La serre multichapelle Richel de 1 000 mètres carrés, dont 900 mètres carrés sont consacrés à la culture de légumes en pleine terre, a été étudiée en fonction de la chaleur disponible. « Elle peut paraître surdimensionnée pour des légumes », explique Samuel Masson, responsable de la production avec Chantal Vallet au sein du Gaec. « Il fallait qu'elle soit fonctionnelle, bien isolée puisqu'on apporte de la chaleur, et assez solide pour supporter la neige et le vent ! » Le choix s'est porté sur un abri de 3,5 mètres au chéneau et 6,5 mètres sous faîtage, avec une toiture à doubles parois gonflables et des pignons en polycarbonate. Les côtés peuvent s'ouvrir quasiment intégralement. Un bac de récupération d'eau de pluie, relié aux chéneaux de la serre et installé à l'intérieur de cette dernière, permet d'arroser les plantes toute l'année avec de l'eau tempérée.

« Le choix d'une production bio s'est imposé de lui-même. On ne se voyait pas faire autrement. Pour les vaches, nous n'en sommes pas loin même si nous n'avons pas encore passé le cap. » Samuel Masson souligne qu'il leur a fallu se former, Chantal Vallet et lui, pour cette production : « Nous avons une structure de production conventionnelle pour des produits en bio : la hauteur de la serre et l'apport de chaleur font que notre productivité est plus élevée. Il faut être réactifs et organisés si on ne veut pas que ce soit le bazar ! Nous cultivons des légumes et des jeunes plants, essentiellement destinés à notre production. Nous en vendons également un peu aux particuliers et organisons à cet effet deux jours de vente sur place. L'exploitation est un lieu de rencontre ! Les gens ont vite pris l'habitude de venir ; ils boivent un café et peuvent discuter. Nous cueillons devant eux, nous leur faisons découvrir des variétés anciennes et de nouvelles choses comme le Physalis. On vend par ailleurs à la Biocoop de Pontarlier, à trois collèges qui sont venus nous voir et à un ou deux restaurants. »

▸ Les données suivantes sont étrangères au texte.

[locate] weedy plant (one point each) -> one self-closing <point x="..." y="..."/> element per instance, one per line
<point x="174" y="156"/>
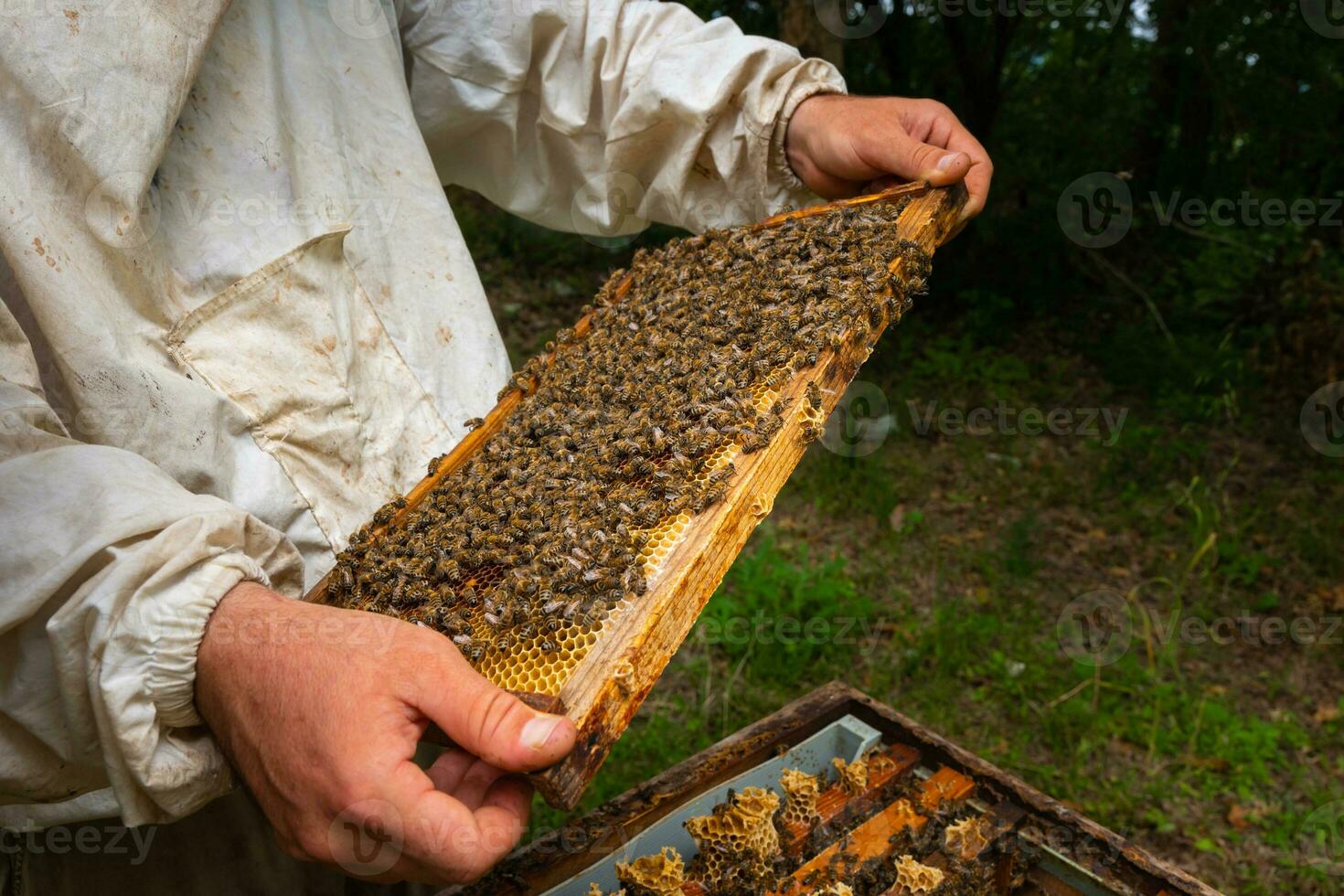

Pour la conduite des cultures, l'entreprise est accompagnée en protection biologique par un distributeur local, Gustave Muller. « Nous sommes satisfaits des résultats de cette deuxième année de production, mais cette année ce sera notre premier hiver vraiment chauffé. J'ai juste un regret », précise Samuel Masson. « Les apports en chaleur sont bons, mais la lumière manque pour produire mieux ! La terre est chaude, elle permet de démarrer plus vite au printemps. Nous pouvons gagner de quinze jours à trois semaines sur la saison, mais pas davantage à cause de ce manque de luminosité. »

Les aspects financiers sont satisfaisants. Récupérer la chaleur de la méthanisation permet au Gaec de bénéficier d'une prime énergétique à la revente du kilowatt/heure électrique et, ainsi, de mieux valoriser l'électricité. « C'est une mesure destinée à encourager les producteurs dans ce sens. Par ailleurs, la création de l'atelier de légumes a permis l'installation, au sein du Gaec, de Chantal, l'épouse de Gilles Vallet, l'un de nos associés. Pour nous, c'est une réussite sur tous les plans ! », conclut Samuel Masson.